CDMX.– Una avioneta cargada con 427 kilogramos de cocaína, asegurada en Tecomán, Colima, ha desatado un enfrentamiento político entre el gobierno mexicano y el presidente de El Salvador, Nayib Bukele, luego de que el titular de la Secretaría de Seguridad y Protección Ciudadana, Omar García Harfuch, señalara que la aeronave despegó desde territorio salvadoreño.
Durante una conferencia, García Harfuch informó que el radar mexicano había detectado una “traza de interés” a 200 kilómetros al sur de San Salvador, lo que activó el operativo que concluyó con la interceptación de la avioneta en suelo mexicano y la detención de tres personas, todas de nacionalidad mexicana.
La reacción del presidente Bukele fue inmediata y tajante. A través de sus redes sociales, acusó al funcionario mexicano de mentir y aseguró que la aeronave jamás tocó espacio aéreo salvadoreño.

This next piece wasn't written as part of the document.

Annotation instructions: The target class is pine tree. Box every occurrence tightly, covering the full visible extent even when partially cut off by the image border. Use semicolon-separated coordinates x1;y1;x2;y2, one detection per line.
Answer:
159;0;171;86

Para respaldar su postura, presentó información técnica y mapas de seguimiento de radar que, según él, prueban que la ruta de vuelo no incluyó a su país.
“El Salvador no tiene nada que ver con esa avioneta”, afirmó Bukele. “Exigimos una aclaración y rectificación inmediata por parte del gobierno mexicano”.
Como parte de su respuesta, el gobierno salvadoreño llamó a consulta a su embajadora en México, lo que evidencia un deterioro inusual en las relaciones diplomáticas entre ambas naciones.
En un intento por desescalar la situación, la presidenta Claudia Sheinbaum aseguró que no existió mala intención en las declaraciones de García Harfuch y calificó el episodio como un “malentendido” que está en vías de aclaración. No obstante, el tono firme del gobierno salvadoreño y la presión pública ejercida por Bukele mantienen la tensión en alto.
Por su parte, Harfuch reiteró su respeto hacia El Salvador y explicó que la información presentada proviene de los sistemas nacionales de vigilancia aérea, los cuales seguirán utilizándose para combatir el tráfico internacional de drogas.
Este conflicto marca uno de los episodios más tensos entre México y El Salvador en años recientes, en un contexto regional donde la cooperación en materia de seguridad ha sido clave. Por ahora, la atención está puesta en si el gobierno mexicano emitirá una rectificación formal, como exige Bukele, o si la disputa escalará hacia una ruptura diplomática mayor.